Ainsi, le recourant n’apporte pas d’éléments suffisants, au stade de la vraisemblance prépondérante (ATF 144 V 427 consid. 3.2 ; 139 V 176 consid. 5.2 et 5.3), pour retenir qu’il aurait reçu de faux renseignements, qu’il aurait souffert d’un défaut de renseignement, ou que le comportement de l’intimée était propre à créer, en toute bonne foi, l’assurance d’un droit.

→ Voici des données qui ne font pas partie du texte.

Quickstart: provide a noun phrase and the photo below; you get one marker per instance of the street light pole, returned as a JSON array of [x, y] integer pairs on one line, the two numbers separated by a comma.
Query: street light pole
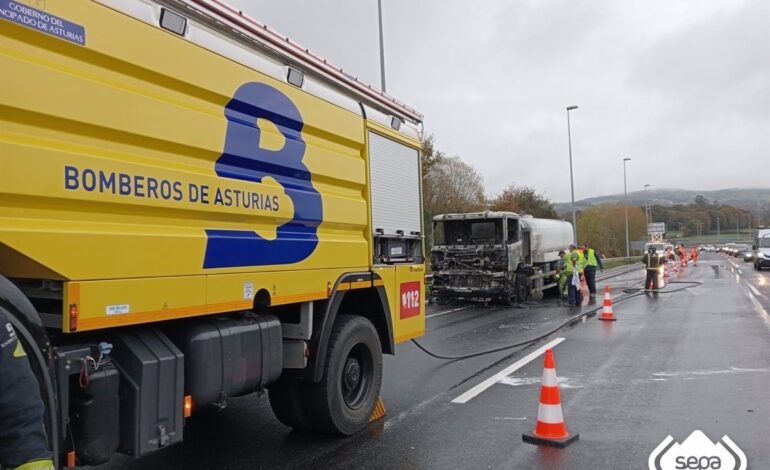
[[571, 178], [382, 48], [625, 200], [647, 204]]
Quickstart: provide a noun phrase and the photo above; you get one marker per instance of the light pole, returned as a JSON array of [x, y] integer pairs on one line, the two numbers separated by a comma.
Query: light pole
[[382, 48], [647, 204], [571, 178], [625, 200]]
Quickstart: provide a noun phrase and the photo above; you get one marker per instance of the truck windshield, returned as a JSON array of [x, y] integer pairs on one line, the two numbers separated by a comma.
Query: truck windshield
[[468, 232]]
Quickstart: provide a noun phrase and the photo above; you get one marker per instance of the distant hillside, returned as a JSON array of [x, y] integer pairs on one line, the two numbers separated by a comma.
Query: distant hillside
[[755, 200]]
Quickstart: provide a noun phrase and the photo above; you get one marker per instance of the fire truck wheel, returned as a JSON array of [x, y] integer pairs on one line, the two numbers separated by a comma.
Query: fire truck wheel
[[287, 405], [343, 401]]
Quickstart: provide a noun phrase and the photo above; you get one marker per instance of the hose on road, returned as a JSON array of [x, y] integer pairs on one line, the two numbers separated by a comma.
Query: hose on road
[[633, 292]]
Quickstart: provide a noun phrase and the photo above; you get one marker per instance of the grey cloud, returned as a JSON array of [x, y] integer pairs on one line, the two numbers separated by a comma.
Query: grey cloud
[[681, 87]]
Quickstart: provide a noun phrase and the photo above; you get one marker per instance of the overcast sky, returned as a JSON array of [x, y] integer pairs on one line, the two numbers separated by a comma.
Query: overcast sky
[[681, 87]]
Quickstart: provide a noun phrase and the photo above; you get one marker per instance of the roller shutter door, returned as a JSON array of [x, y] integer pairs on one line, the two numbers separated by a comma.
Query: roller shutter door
[[394, 171]]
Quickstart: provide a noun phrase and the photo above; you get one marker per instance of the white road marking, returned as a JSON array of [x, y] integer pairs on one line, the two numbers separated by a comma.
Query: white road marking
[[447, 312], [473, 392], [755, 291], [760, 309]]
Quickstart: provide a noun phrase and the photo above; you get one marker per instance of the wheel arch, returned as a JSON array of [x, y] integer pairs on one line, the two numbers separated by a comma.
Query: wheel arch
[[368, 302]]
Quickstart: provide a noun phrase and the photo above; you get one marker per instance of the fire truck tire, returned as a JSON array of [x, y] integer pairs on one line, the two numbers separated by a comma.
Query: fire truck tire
[[286, 401], [343, 401]]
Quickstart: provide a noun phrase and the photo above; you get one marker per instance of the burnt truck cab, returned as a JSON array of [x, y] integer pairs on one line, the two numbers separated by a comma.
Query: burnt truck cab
[[495, 255]]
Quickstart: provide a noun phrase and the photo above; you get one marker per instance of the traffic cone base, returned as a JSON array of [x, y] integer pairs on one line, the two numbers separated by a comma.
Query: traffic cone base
[[532, 438]]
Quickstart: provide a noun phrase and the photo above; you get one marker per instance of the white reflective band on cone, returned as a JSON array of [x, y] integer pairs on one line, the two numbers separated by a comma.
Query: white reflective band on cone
[[550, 414], [549, 377]]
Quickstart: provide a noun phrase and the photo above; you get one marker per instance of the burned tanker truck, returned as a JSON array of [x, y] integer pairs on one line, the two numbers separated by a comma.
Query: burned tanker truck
[[495, 256]]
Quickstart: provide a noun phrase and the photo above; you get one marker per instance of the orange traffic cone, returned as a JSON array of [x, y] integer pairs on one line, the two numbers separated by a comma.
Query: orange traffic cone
[[550, 429], [607, 314]]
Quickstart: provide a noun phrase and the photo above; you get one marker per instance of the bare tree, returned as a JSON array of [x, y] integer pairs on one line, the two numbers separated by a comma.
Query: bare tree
[[524, 200], [453, 186]]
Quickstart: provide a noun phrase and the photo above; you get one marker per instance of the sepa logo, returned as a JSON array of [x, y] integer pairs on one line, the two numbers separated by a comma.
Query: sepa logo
[[697, 452]]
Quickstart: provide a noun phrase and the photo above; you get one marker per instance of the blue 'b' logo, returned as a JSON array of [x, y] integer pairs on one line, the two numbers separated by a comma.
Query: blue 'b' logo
[[243, 159]]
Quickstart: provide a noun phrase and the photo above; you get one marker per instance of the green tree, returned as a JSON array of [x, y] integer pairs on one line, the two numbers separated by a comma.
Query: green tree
[[524, 200]]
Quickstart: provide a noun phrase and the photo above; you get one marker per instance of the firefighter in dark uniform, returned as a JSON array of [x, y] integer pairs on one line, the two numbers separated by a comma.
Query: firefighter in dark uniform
[[23, 443], [652, 262]]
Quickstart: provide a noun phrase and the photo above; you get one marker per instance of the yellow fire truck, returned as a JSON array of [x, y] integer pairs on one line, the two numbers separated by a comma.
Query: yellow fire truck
[[194, 207]]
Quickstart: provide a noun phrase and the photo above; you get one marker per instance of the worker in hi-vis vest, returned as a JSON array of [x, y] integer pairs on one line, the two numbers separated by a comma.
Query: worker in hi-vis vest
[[593, 261], [23, 443], [573, 269], [653, 263]]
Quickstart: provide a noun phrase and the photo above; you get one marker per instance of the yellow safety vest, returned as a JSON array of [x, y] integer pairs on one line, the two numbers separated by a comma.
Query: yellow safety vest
[[591, 258]]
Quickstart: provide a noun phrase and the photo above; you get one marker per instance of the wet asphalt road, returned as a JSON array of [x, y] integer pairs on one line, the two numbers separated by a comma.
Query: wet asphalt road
[[694, 359]]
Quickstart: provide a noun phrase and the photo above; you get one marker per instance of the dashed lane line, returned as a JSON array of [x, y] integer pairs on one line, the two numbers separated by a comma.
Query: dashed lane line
[[755, 291], [760, 309], [447, 312], [473, 392]]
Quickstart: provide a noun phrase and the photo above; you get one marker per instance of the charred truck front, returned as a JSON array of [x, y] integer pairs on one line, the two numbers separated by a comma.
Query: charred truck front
[[495, 256]]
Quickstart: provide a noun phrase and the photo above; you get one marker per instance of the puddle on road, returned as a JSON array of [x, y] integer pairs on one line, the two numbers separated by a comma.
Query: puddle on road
[[564, 382]]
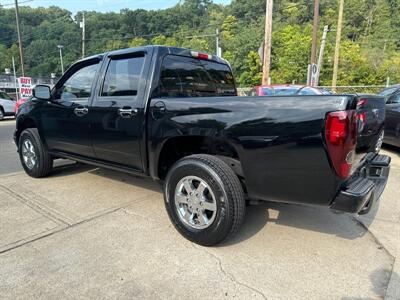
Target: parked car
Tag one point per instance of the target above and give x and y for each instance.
(392, 123)
(287, 90)
(173, 115)
(6, 105)
(19, 103)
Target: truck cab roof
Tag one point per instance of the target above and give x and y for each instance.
(161, 51)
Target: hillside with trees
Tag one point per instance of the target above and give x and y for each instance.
(370, 48)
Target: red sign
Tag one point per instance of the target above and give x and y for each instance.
(25, 86)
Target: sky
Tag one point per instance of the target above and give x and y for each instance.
(103, 5)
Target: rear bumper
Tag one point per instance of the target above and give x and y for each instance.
(365, 188)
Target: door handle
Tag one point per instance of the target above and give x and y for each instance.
(81, 111)
(127, 112)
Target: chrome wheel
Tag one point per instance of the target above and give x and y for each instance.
(379, 143)
(195, 202)
(29, 154)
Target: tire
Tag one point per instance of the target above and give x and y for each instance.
(38, 163)
(220, 200)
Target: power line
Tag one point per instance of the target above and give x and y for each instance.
(12, 4)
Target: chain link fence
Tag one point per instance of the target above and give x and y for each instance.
(351, 89)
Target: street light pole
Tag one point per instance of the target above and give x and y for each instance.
(61, 61)
(21, 50)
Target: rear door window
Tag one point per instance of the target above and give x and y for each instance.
(123, 76)
(190, 77)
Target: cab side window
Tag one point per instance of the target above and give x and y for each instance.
(78, 86)
(123, 77)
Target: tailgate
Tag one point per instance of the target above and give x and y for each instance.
(370, 125)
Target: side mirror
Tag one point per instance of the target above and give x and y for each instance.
(42, 92)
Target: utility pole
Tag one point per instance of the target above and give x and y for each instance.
(315, 32)
(267, 42)
(15, 79)
(21, 52)
(217, 49)
(321, 53)
(337, 45)
(82, 25)
(61, 61)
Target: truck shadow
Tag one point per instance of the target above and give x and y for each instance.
(318, 219)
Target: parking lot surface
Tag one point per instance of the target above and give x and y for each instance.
(86, 232)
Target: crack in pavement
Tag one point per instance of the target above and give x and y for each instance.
(226, 273)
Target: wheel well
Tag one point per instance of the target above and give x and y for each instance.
(179, 147)
(27, 123)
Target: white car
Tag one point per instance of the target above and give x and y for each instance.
(7, 105)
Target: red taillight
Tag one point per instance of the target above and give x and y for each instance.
(341, 139)
(200, 55)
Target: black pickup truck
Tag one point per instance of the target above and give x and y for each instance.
(172, 114)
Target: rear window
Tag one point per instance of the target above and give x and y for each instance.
(190, 77)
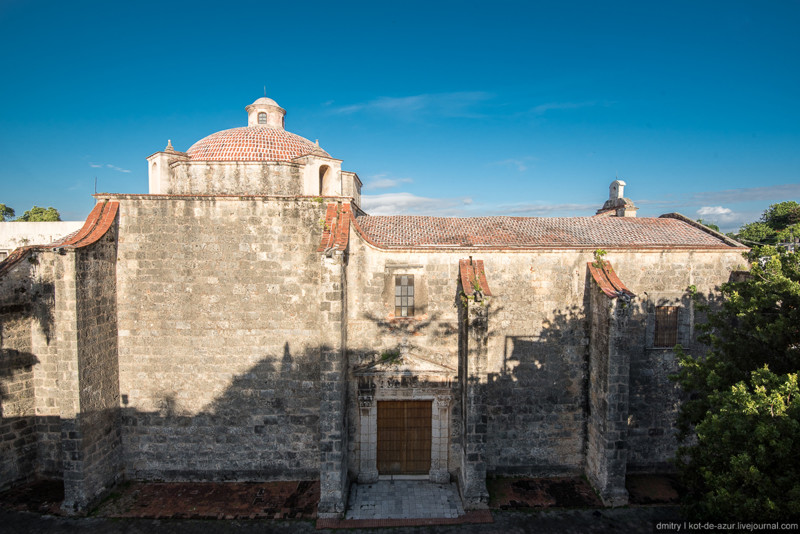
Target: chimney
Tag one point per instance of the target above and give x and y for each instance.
(621, 206)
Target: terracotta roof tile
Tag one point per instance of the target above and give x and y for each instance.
(608, 280)
(252, 143)
(409, 231)
(473, 275)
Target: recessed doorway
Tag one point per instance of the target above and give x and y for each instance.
(404, 437)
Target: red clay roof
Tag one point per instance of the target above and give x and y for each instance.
(252, 143)
(603, 273)
(410, 231)
(473, 276)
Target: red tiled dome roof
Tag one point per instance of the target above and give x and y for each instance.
(252, 143)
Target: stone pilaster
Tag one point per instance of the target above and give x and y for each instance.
(609, 377)
(333, 382)
(473, 372)
(368, 413)
(440, 439)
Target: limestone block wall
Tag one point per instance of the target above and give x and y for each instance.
(17, 404)
(663, 279)
(538, 339)
(234, 178)
(30, 428)
(220, 312)
(91, 436)
(372, 329)
(537, 393)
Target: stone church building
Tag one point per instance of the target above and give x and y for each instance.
(246, 320)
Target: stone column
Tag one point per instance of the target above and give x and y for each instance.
(474, 348)
(333, 382)
(440, 438)
(368, 412)
(609, 376)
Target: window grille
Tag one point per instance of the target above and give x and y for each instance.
(666, 331)
(404, 295)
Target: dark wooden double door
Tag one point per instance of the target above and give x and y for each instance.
(404, 437)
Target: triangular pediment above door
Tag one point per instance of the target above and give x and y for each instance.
(408, 363)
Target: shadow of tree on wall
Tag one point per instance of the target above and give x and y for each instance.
(265, 425)
(537, 401)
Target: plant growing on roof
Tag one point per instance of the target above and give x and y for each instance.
(599, 254)
(391, 356)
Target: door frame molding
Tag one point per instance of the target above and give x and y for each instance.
(383, 389)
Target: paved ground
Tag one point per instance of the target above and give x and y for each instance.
(403, 499)
(518, 505)
(621, 520)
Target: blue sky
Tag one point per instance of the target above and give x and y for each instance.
(451, 108)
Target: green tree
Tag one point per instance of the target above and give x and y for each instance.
(778, 223)
(744, 401)
(6, 213)
(37, 214)
(757, 232)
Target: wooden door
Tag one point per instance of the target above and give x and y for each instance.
(404, 437)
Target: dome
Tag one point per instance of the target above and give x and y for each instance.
(265, 101)
(253, 143)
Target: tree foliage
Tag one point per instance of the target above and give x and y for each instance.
(6, 213)
(37, 214)
(744, 405)
(779, 223)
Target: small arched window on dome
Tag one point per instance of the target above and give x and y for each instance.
(324, 181)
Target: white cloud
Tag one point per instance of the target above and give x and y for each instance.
(717, 214)
(108, 166)
(541, 109)
(458, 104)
(117, 168)
(410, 204)
(520, 163)
(380, 181)
(549, 210)
(748, 194)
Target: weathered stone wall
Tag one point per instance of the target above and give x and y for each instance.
(220, 317)
(17, 404)
(235, 178)
(91, 436)
(372, 329)
(30, 428)
(538, 343)
(663, 279)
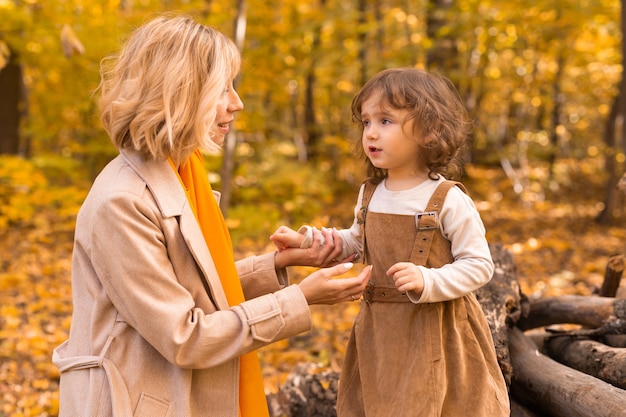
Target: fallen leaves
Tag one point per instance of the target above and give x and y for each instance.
(557, 246)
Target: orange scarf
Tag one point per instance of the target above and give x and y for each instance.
(193, 176)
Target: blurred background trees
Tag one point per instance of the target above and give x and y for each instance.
(540, 79)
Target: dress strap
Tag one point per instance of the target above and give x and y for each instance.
(427, 222)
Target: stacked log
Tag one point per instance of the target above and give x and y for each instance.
(576, 370)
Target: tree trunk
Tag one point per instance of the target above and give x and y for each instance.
(503, 304)
(612, 276)
(558, 389)
(588, 311)
(11, 94)
(591, 357)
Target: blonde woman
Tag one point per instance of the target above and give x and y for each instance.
(165, 322)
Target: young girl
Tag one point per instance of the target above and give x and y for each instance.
(420, 345)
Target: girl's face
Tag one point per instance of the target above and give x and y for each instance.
(228, 104)
(388, 141)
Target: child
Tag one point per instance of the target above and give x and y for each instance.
(420, 345)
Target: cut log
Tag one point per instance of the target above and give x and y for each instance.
(589, 311)
(612, 276)
(310, 391)
(503, 304)
(591, 357)
(558, 389)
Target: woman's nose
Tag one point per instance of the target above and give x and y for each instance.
(235, 104)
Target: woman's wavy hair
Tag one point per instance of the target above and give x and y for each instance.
(159, 95)
(440, 121)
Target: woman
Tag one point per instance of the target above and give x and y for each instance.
(165, 322)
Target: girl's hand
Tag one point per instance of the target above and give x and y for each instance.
(319, 254)
(284, 238)
(321, 288)
(407, 277)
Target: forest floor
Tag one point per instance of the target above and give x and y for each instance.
(558, 248)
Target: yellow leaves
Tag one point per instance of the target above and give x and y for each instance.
(5, 54)
(70, 44)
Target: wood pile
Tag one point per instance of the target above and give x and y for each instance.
(561, 356)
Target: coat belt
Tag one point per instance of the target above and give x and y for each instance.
(119, 393)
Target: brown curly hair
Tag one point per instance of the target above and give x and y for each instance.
(438, 112)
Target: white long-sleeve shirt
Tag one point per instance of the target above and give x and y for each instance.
(459, 222)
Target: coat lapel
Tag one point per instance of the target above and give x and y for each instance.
(172, 201)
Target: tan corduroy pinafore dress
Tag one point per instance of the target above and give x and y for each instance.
(423, 360)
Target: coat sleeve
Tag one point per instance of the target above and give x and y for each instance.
(259, 276)
(130, 256)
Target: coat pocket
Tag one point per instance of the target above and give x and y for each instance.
(150, 406)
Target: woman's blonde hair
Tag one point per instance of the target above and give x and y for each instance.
(159, 95)
(438, 113)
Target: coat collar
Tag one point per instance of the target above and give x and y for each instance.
(171, 199)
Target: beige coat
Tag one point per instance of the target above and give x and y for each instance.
(152, 333)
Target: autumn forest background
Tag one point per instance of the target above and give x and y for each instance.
(541, 79)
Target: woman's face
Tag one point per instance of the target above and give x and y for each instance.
(228, 104)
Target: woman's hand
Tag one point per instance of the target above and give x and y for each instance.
(319, 254)
(321, 288)
(285, 238)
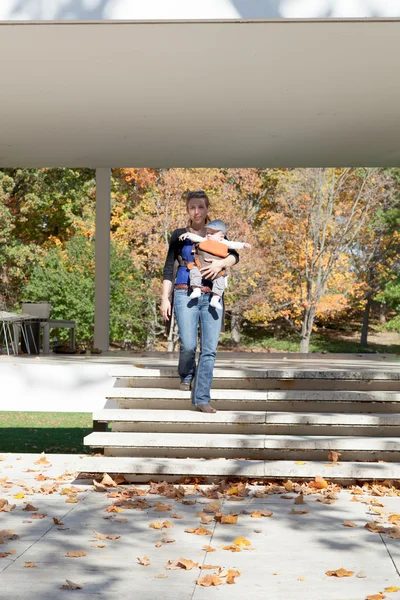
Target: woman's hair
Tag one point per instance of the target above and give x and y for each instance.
(198, 194)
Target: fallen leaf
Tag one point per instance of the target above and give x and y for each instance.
(199, 531)
(71, 586)
(181, 563)
(226, 519)
(339, 573)
(319, 482)
(333, 456)
(159, 525)
(42, 461)
(214, 506)
(242, 542)
(288, 485)
(76, 554)
(163, 507)
(209, 580)
(349, 524)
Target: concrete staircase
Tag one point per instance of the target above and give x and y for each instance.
(270, 423)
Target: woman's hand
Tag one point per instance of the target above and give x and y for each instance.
(213, 269)
(165, 308)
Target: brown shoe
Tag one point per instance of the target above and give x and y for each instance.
(205, 408)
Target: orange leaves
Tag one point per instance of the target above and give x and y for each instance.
(181, 563)
(199, 531)
(76, 554)
(70, 585)
(160, 525)
(221, 576)
(339, 573)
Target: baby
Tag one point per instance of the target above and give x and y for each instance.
(213, 246)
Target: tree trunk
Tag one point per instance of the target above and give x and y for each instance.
(236, 326)
(367, 312)
(382, 314)
(306, 328)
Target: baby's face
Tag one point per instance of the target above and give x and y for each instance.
(211, 234)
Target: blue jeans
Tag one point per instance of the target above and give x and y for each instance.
(188, 315)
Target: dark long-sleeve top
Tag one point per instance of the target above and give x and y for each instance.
(180, 248)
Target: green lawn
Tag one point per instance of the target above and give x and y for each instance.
(44, 432)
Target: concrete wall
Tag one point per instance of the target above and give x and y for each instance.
(54, 388)
(195, 9)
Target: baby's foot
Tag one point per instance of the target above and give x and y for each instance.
(196, 293)
(215, 303)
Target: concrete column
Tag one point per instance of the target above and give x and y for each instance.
(102, 260)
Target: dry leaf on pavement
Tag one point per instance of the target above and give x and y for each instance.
(209, 580)
(349, 524)
(339, 573)
(71, 586)
(199, 531)
(181, 563)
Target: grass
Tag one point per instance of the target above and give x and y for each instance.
(44, 432)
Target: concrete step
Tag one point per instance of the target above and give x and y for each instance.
(254, 446)
(284, 373)
(368, 380)
(145, 469)
(272, 400)
(190, 421)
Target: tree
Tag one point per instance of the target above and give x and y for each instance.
(311, 226)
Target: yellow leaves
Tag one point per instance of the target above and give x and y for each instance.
(288, 485)
(226, 519)
(181, 563)
(43, 461)
(258, 514)
(339, 573)
(209, 580)
(70, 585)
(319, 482)
(160, 525)
(5, 506)
(238, 544)
(199, 531)
(349, 524)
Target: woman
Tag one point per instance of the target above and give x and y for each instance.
(189, 312)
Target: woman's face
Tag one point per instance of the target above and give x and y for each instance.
(197, 210)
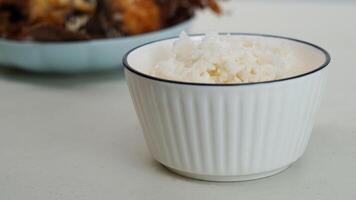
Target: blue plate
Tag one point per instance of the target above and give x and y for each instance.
(75, 57)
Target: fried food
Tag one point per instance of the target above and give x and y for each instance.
(72, 20)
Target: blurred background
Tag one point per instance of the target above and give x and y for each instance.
(68, 129)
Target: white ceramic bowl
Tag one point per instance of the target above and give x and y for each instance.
(77, 57)
(226, 132)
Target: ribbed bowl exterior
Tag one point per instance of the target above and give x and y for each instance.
(227, 130)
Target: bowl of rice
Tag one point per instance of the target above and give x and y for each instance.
(227, 107)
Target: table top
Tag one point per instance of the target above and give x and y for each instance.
(78, 137)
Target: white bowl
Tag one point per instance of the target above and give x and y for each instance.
(226, 132)
(76, 57)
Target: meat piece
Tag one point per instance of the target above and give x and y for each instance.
(137, 16)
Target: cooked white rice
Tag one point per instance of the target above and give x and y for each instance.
(226, 59)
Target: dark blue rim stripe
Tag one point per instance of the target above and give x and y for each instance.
(326, 62)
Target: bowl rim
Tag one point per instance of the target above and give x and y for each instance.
(102, 40)
(322, 50)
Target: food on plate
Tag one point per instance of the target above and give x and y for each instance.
(73, 20)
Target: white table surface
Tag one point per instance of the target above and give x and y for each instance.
(77, 137)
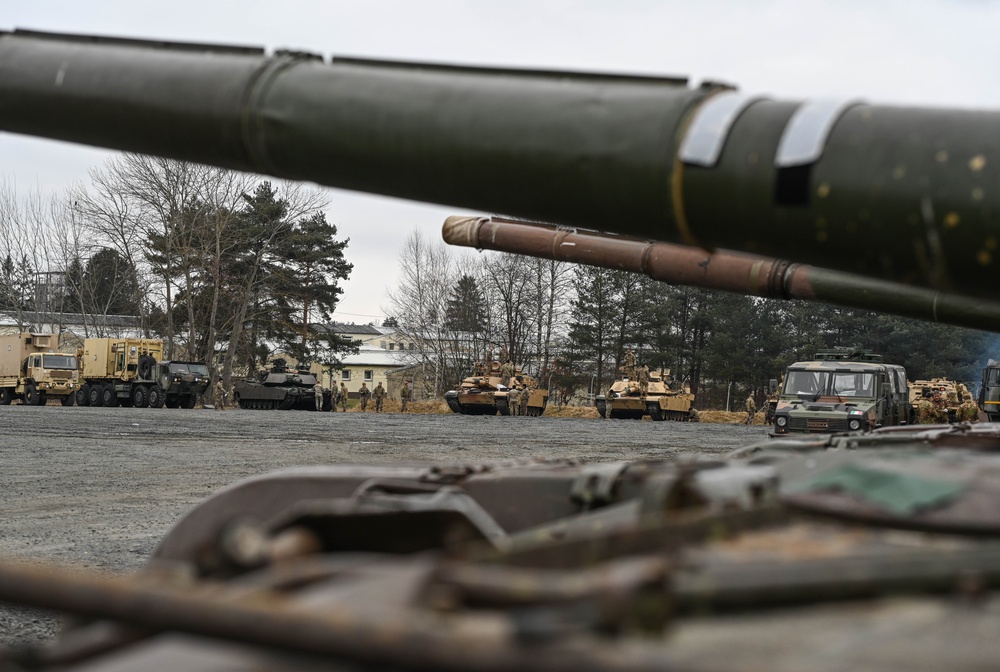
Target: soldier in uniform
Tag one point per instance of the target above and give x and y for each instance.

Les réquisits jurisprudentiels de la protection de la bonne foi font ainsi défaut en l’espèce et le grief du recourant tombe à faux.

Sur le vu de tout ce qui précède, l’intimée était légitimée, par sa décision sur opposition du 7 novembre 2022, à dénier le droit à l’indemnité de chômage au recourant pour la période courant dès le 12 septembre 2022.

a) Le recours, mal fondé, doit par conséquent être rejeté.

b) Il n’y a pas lieu de percevoir de frais judiciaires (art. 61 let. fbis LPGA), ni d’allouer de dépens au recourant, qui n’obtient pas gain de cause et a procédé sans mandataire qualifié (art. 61 let. g LPGA ; ATF 127 V 205 consid. 4b).

Par ces motifs, la Cour des assurances sociales prononce :

I. Le recours est rejeté.

II. La décision sur opposition rendue le 7 novembre 2022 par la Caisse cantonale de chômage, Division juridique, est confirmée.

III. Il n’est pas perçu de frais judiciaires, ni alloué de dépens.

La présidente : Le greffier :

Du

L'arrêt qui précède, dont la rédaction a été approuvée à huis clos, est notifié à :

‑ F.________, ‑ Caisse cantonale de chômage, Division juridique,

Secrétariat d’Etat à l’économie (SECO),

par l'envoi de photocopies.

Le présent arrêt peut faire l'objet d'un recours en matière de droit public devant le Tribunal fédéral au sens des art. 82 ss LTF (loi du 17 juin 2005 sur le Tribunal fédéral ; RS 173.110), cas échéant d'un recours constitutionnel subsidiaire au sens des art. 113 ss LTF. Ces recours doivent être déposés devant le Tribunal fédéral (Schweizerhofquai 6, 6004 Lucerne) dans les trente jours qui suivent la présente notification (art. 100 al. 1 LTF).